Submitted to: Microbiological Research
Publication Type: Peer Reviewed Journal
Publication Acceptance Date: 8/31/2015
Publication Date: 1/16/2016
Citation: Gilbert, M.K., Mack, B.M., Wei, Q., Bland, J.M., Bhatnagar, D., Cary, J.W. 2016. RNA sequencing of an nsdC mutant reveals global regulation of secondary metabolic gene clusters in Aspergillus flavus. Microbiological Research. 182:150-161.

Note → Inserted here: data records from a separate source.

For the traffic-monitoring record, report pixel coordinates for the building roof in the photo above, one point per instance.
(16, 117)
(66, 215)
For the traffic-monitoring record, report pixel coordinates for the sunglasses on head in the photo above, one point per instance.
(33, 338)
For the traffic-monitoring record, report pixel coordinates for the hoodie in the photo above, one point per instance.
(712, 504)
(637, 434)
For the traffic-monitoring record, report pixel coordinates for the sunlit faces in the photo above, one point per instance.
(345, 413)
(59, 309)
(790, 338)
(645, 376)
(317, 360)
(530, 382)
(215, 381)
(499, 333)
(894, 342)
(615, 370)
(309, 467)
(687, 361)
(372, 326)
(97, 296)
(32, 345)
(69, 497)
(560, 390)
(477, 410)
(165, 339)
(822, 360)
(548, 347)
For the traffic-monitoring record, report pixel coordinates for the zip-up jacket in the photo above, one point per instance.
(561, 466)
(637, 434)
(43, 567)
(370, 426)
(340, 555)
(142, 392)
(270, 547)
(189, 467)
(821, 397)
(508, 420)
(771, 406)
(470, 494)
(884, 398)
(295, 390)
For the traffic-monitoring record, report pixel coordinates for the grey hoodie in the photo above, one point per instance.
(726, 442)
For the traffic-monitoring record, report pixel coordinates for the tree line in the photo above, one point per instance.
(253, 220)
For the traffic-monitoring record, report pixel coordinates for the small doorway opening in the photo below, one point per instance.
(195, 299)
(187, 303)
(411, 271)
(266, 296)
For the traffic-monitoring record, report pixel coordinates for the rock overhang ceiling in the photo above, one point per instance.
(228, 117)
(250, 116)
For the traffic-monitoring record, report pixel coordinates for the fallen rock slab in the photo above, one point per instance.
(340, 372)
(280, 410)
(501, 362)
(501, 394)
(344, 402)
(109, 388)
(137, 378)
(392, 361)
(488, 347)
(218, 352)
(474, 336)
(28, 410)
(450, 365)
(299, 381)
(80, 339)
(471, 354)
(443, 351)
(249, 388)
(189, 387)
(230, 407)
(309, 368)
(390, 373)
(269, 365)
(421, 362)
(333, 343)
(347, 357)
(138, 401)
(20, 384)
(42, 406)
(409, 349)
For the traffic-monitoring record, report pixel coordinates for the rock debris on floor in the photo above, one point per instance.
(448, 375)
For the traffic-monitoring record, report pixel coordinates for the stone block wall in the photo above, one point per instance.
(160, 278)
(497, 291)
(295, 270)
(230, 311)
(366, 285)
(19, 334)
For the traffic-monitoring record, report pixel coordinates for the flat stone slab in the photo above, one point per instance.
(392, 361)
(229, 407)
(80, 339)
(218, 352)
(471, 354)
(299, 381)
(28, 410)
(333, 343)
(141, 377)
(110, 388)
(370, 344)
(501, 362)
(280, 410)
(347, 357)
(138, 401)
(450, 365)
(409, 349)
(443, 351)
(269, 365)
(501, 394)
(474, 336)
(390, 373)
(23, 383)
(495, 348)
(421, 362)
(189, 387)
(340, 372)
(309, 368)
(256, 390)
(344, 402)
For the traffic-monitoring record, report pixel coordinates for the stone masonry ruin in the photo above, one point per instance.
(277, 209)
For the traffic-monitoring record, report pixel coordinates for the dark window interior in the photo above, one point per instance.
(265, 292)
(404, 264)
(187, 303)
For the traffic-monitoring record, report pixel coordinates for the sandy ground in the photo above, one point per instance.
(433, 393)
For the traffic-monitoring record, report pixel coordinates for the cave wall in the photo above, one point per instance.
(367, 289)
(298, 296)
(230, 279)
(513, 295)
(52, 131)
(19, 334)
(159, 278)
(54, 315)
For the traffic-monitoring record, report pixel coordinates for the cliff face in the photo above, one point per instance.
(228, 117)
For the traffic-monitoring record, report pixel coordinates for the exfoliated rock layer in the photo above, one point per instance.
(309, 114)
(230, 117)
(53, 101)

Interpretive Summary: The filamentous fungi Aspergillus flavus has the potential to infect and contaminate several crops, including corn, peanuts and cotton. Once infection occurs the fungus releases several toxins that pose a major health threat to plant and animal consumers of the crop. Identifying and characterizing the genes responsible for producing these toxins, and other secondary metabolites, remains a priority. One such gene, nsdC, has been shown to be vital for the production of the most carcinogenic and abundant of the toxins, aflatoxin. It is also has a role in the development of sexual and asexual reproductive structures. Here we conducted RNA-sequencing analysis on an nsdC knockout mutant and analyze its influence on the transcription of secondary metabolites. We show that nsdC maintains its importance for aflatoxin production in the high aflatoxin producing strain Af70. We also identify the primary targets of nsdC to be metabolic enzymes. We demonstrate that nsdC is necessary for the production of a number of other metabolites, including penicillin and aflatrem at the gene level. We show experimentally that aflatrem production is decreased in the knockout mutant. This work provides new working knowledge of what is clearly a globally acting transcription factor and essential regulator in both sexual/asexual development and secondary metabolism.
Technical Abstract: The zinc finger transcription factor nsdC is required for both sexual development and aflatoxin production in the saprophytic fungus Aspergillus flavus. While previous work with an nsdC knockout mutant was conducted in Aspergillus nidulans and A. flavus strain 3357, here we demonstrate perturbations in conidiophore development, sclerotial development and a decrease in aflatoxin production in A. flavus strain Af70, a high producer of aflatoxin. We conducted RNA sequencing analysis of the knockout mutant and demonstrate that many genes under regulation by nsdC are related to secondary metabolic clusters, including aflatoxin, penicillin and aflatrem. Further, HPLC analyses demonstrated a decrease in aflatrem levels. Using SMURF analysis combined with RNA sequencing data we illustrate the discovery of a novel metabolic cluster present in Af70 that is not present in strain 3357 that is also regulated by nsdC. Taken together this data identifies nsdC as a globally acting transcription factor that is an essential regulator of both sexual/asexual reproduction and secondary metabolic clusters.